» azurerm_application_gateway

Manages an Application Gateway.

» Example Usage

resource "azurerm_resource_group" "test" {
  name     = "example-resources"
  location = "West US"
}

resource "azurerm_virtual_network" "test" {
  name                = "example-network"
  resource_group_name = "${azurerm_resource_group.test.name}"
  location            = "${azurerm_resource_group.test.location}"
  address_space       = ["10.254.0.0/16"]
}

resource "azurerm_subnet" "frontend" {
  name                 = "frontend"
  resource_group_name  = "${azurerm_resource_group.test.name}"
  virtual_network_name = "${azurerm_virtual_network.test.name}"
  address_prefix       = "10.254.0.0/24"
}

resource "azurerm_subnet" "backend" {
  name                 = "backend"
  resource_group_name  = "${azurerm_resource_group.test.name}"
  virtual_network_name = "${azurerm_virtual_network.test.name}"
  address_prefix       = "10.254.2.0/24"
}

resource "azurerm_public_ip" "test" {
  name                         = "example-pip"
  resource_group_name          = "${azurerm_resource_group.test.name}"
  location                     = "${azurerm_resource_group.test.location}"
  public_ip_address_allocation = "dynamic"
}

# since these variables are re-used - a locals block makes this more maintainable
locals {
  backend_address_pool_name      = "${azurerm_virtual_network.test.name}-beap"
  frontend_port_name             = "${azurerm_virtual_network.test.name}-feport"
  frontend_ip_configuration_name = "${azurerm_virtual_network.test.name}-feip"
  http_setting_name              = "${azurerm_virtual_network.test.name}-be-htst"
  listener_name                  = "${azurerm_virtual_network.test.name}-httplstn"
  request_routing_rule_name      = "${azurerm_virtual_network.test.name}-rqrt"
}

resource "azurerm_application_gateway" "network" {
  name                = "example-appgateway"
  resource_group_name = "${azurerm_resource_group.test.name}"
  location            = "${azurerm_resource_group.test.location}"

  sku {
    name     = "Standard_Small"
    tier     = "Standard"
    capacity = 2
  }

  gateway_ip_configuration {
    name      = "my-gateway-ip-configuration"
    subnet_id = "${azurerm_subnet.frontend.id}"
  }

  frontend_port {
    name = "${local.frontend_port_name}"
    port = 80
  }

  frontend_ip_configuration {
    name                 = "${local.frontend_ip_configuration_name}"
    public_ip_address_id = "${azurerm_public_ip.test.id}"
  }

  backend_address_pool {
    name = "${local.backend_address_pool_name}"
  }

  backend_http_settings {
    name                  = "${local.http_setting_name}"
    cookie_based_affinity = "Disabled"
    port                  = 80
    protocol              = "Http"
    request_timeout       = 1
  }

  http_listener {
    name                           = "${local.listener_name}"
    frontend_ip_configuration_name = "${local.frontend_ip_configuration_name}"
    frontend_port_name             = "${local.frontend_port_name}"
    protocol                       = "Http"
  }

  request_routing_rule {
    name                       = "${local.request_routing_rule_name}"
    rule_type                  = "Basic"
    http_listener_name         = "${local.listener_name}"
    backend_address_pool_name  = "${local.backend_address_pool_name}"
    backend_http_settings_name = "${local.http_setting_name}"
  }
}

» Argument Reference

The following arguments are supported:

  • name - (Required) The name of the Application Gateway. Changing this forces a new resource to be created.
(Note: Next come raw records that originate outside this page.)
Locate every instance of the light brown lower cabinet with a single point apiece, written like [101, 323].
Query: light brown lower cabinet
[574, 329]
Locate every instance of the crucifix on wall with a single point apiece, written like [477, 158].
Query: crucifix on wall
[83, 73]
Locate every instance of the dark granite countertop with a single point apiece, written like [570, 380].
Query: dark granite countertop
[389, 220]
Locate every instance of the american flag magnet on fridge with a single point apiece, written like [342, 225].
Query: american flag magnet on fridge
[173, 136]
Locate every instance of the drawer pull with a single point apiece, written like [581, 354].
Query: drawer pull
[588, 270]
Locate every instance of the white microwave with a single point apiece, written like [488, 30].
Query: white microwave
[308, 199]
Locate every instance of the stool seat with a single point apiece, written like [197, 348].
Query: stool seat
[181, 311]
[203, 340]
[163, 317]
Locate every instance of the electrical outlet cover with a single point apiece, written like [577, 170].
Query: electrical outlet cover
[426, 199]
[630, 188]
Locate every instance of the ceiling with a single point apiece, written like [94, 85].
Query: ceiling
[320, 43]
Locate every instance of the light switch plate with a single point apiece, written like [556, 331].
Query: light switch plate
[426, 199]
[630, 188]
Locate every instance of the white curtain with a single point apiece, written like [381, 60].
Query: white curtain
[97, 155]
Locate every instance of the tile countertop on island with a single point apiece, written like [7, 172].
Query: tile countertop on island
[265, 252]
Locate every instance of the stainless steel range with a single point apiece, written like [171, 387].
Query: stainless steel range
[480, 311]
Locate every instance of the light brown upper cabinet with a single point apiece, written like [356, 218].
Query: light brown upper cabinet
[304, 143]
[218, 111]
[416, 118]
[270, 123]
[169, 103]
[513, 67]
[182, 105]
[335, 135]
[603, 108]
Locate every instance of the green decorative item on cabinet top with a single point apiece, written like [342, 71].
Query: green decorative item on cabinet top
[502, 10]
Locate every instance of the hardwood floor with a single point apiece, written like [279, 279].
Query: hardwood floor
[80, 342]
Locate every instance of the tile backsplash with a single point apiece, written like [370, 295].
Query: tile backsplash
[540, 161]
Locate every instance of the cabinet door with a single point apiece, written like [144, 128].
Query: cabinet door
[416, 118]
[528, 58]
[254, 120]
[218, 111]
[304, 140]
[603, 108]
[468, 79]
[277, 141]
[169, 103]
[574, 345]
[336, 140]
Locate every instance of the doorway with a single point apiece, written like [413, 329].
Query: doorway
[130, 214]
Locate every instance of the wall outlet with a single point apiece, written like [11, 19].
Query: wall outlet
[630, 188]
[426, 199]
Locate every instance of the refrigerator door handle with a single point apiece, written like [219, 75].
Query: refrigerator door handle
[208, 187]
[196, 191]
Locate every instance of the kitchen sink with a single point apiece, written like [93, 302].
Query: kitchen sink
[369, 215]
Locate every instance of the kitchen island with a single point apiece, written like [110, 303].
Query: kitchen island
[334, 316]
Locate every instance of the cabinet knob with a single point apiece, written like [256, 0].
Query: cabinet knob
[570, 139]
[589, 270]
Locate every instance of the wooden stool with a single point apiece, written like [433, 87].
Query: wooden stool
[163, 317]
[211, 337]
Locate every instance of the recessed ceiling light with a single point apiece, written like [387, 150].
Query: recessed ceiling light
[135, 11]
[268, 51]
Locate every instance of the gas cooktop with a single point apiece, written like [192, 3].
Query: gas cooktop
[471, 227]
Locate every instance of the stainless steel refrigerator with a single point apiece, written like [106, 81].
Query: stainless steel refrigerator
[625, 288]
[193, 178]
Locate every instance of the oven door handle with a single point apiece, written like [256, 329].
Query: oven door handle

  • resource_group_name - (Required) The name of the resource group in which to the Application Gateway should exist. Changing this forces a new resource to be created.

  • location - (Required) The Azure region where the Application Gateway should exist. Changing this forces a new resource to be created.

  • backend_address_pool - (Required) One or more backend_address_pool blocks as defined below.

  • backend_http_settings - (Required) One or more backend_http_settings blocks as defined below.

  • frontend_ip_configuration - (Required) One or more frontend_ip_configuration blocks as defined below.

  • frontend_port - (Required) One or more frontend_port blocks as defined below.

  • gateway_ip_configuration - (Required) One or more gateway_ip_configuration blocks as defined below.

  • http_listener - (Required) One or more http_listener blocks as defined below.

  • request_routing_rule - (Required) One or more request_routing_rule blocks as defined below.

  • sku - (Required) A sku block as defined below.


  • authentication_certificate - (Optional) One or more authentication_certificate blocks as defined below.

  • disabled_ssl_protocols - (Optional) A list of SSL Protocols which should be disabled on this Application Gateway. Possible values are TLSv1_0, TLSv1_1 and TLSv1_2.

  • probe - (Optional) One or more probe blocks as defined below.

  • tags - (Optional) A mapping of tags to assign to the resource.

  • url_path_map - (Optional) One or more url_path_map blocks as defined below.

  • waf_configuration - (Optional) A waf_configuration block as defined below.


A authentication_certificate block supports the following:

  • name - (Required) The Name of the Authentication Certificate to use.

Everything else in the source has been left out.